Way to logout a user from the command line in OS X 10.9

I want to logout my Mac OS X from the command line. My OS X version is 10.9. I tried command pkill -KILL -u uid, but this command didn't work out. Is there a command that can be used to log out a user from the system using command line only, not AppleScript?


sudo launchctl bootout gui/$(id -u <username>)
or
sudo launchctl bootout user/$(id -u <username>)

Replace username with the target user's user name or replace the whole subshell with the user's uid. This tells launchctl to teardown the users login session (gui specifically refers to the user's temporary login session, user specifies the users background processes).

You can log yourself out without the sudo to test this.

Note that this will ONLY work on macOS 10.11.x or newer (see launchctl help for more)

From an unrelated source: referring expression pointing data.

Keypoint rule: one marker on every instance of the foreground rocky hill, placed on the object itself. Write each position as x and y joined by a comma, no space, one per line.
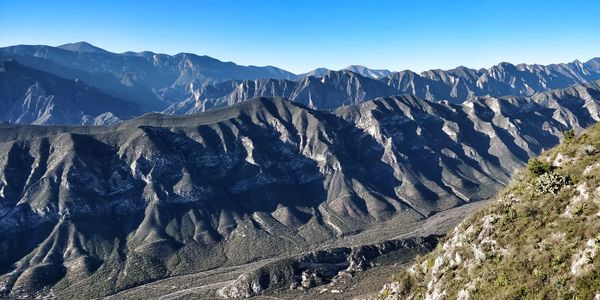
96,210
539,239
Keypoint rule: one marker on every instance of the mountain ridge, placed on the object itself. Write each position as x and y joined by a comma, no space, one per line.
185,193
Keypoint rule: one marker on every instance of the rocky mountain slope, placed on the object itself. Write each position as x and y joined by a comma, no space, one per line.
188,83
324,89
148,79
166,195
35,97
538,239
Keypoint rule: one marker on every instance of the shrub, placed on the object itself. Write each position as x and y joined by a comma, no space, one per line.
569,135
589,150
537,167
551,182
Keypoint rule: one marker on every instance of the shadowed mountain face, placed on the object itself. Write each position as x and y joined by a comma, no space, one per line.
32,96
94,210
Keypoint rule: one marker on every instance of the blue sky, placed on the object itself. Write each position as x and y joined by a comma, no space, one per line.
303,35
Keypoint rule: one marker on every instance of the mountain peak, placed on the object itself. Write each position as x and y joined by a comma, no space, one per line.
81,47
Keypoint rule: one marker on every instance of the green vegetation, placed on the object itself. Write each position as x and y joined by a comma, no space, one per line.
537,167
539,240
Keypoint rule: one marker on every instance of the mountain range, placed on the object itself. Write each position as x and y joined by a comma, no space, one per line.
108,208
187,83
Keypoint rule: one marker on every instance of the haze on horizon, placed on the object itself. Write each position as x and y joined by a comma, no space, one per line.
303,35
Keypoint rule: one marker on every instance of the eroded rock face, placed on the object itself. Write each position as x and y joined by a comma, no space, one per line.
323,267
106,208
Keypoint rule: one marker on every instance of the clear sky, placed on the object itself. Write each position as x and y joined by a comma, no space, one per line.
303,35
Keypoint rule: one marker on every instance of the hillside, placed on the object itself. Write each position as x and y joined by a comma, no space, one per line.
539,239
263,179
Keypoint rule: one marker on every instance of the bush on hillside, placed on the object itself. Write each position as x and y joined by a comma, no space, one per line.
551,182
537,167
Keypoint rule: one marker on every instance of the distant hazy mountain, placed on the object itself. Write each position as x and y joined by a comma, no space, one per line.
151,80
371,73
187,83
337,88
88,211
363,71
35,97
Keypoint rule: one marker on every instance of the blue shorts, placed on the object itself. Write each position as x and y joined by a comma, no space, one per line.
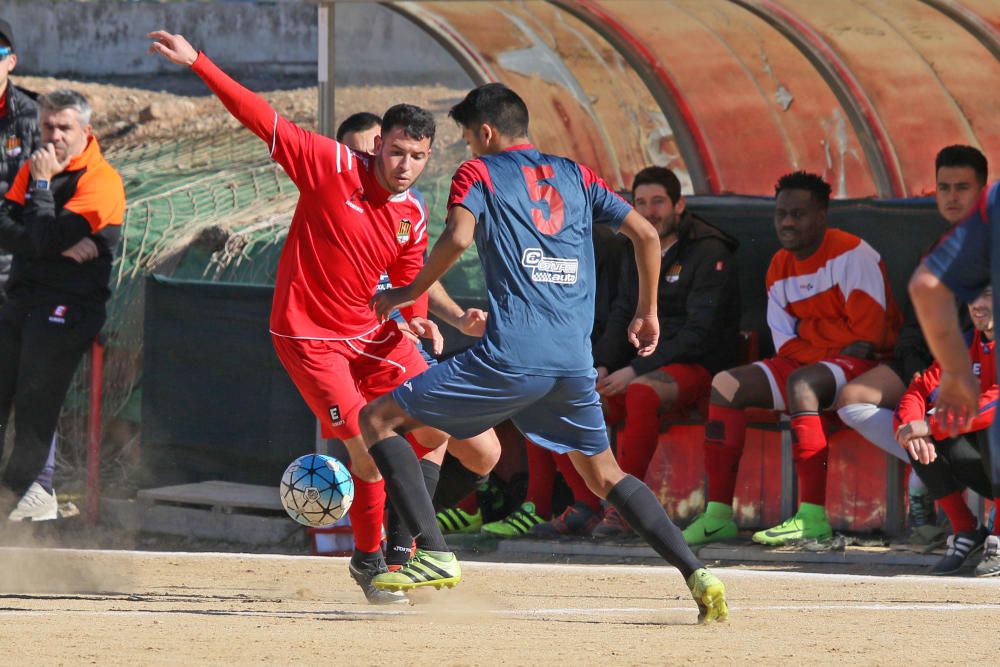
466,395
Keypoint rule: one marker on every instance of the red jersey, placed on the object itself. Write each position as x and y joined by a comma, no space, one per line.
346,230
840,294
923,390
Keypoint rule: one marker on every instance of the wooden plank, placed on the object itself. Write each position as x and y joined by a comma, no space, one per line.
216,494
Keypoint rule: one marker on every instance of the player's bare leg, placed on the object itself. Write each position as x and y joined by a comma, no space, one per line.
465,469
810,390
643,512
382,423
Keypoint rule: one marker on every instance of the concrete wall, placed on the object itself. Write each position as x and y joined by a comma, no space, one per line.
373,45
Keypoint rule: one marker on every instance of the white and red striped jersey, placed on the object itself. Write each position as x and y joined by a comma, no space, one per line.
346,230
837,296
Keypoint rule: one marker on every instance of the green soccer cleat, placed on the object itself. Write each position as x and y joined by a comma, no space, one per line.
710,594
713,525
456,520
515,524
426,568
809,523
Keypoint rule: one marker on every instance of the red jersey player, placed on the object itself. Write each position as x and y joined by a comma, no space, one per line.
354,220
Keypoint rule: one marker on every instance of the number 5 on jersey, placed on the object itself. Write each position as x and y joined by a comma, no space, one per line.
550,222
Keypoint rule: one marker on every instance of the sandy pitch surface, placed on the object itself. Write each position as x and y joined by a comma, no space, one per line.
76,607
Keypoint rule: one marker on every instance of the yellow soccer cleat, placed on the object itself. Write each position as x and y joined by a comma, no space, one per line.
426,568
710,594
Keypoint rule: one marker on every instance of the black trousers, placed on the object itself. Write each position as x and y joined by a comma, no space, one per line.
40,349
961,463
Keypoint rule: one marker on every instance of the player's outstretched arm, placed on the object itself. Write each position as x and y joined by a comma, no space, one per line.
958,391
644,331
454,240
249,108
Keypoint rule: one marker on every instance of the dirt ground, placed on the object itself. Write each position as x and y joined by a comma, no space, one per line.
131,111
71,607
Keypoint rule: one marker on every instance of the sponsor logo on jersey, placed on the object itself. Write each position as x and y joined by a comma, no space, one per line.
673,273
550,269
403,233
335,416
357,200
58,315
13,147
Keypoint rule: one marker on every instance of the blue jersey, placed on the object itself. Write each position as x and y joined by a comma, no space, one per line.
967,261
534,214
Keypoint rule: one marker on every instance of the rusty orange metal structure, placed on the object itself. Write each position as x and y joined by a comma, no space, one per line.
733,93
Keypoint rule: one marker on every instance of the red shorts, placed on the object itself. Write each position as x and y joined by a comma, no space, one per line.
778,369
337,377
693,384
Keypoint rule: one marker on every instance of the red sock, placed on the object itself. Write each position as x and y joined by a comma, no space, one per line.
470,504
581,492
810,451
961,517
614,409
725,433
541,478
366,512
642,429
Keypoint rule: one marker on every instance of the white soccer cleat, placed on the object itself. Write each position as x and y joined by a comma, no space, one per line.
37,504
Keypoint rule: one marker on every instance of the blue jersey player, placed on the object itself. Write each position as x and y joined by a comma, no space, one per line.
531,216
963,264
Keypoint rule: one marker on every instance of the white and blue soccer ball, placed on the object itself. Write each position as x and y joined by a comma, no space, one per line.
316,490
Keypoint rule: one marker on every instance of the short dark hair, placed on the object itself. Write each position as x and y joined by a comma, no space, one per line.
803,180
495,104
416,122
659,176
963,156
358,122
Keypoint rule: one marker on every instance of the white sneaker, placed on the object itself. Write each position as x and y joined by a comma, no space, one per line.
37,504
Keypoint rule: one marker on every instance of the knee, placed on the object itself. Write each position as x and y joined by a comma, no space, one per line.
725,386
801,393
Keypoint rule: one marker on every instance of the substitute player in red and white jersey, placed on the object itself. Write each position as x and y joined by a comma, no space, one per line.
354,220
831,314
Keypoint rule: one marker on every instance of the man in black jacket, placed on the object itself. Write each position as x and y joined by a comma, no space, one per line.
699,313
61,219
18,129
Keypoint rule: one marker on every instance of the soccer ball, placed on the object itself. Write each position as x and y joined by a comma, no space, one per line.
316,490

To log out purely from terminal (or a remote ssh session), just kill the loginwindow process:

sudo pkill loginwindow

You could get fancy and specify the user if multiple users have a loginwindow process, but this is an easy one shot, no prompt way to end a user's graphical session.


This has worked for me in the past:

Log out (with confirmation)

osascript -e 'tell app "System Events" to log out'

Log out directly (no confirmation)

osascript -e 'tell app "System Events" to  «event aevtrlgo»'

or

osascript -e 'tell application "loginwindow" to  «event aevtrlgo»'

This way any running application will get noticed and can terminate in a safe fashion.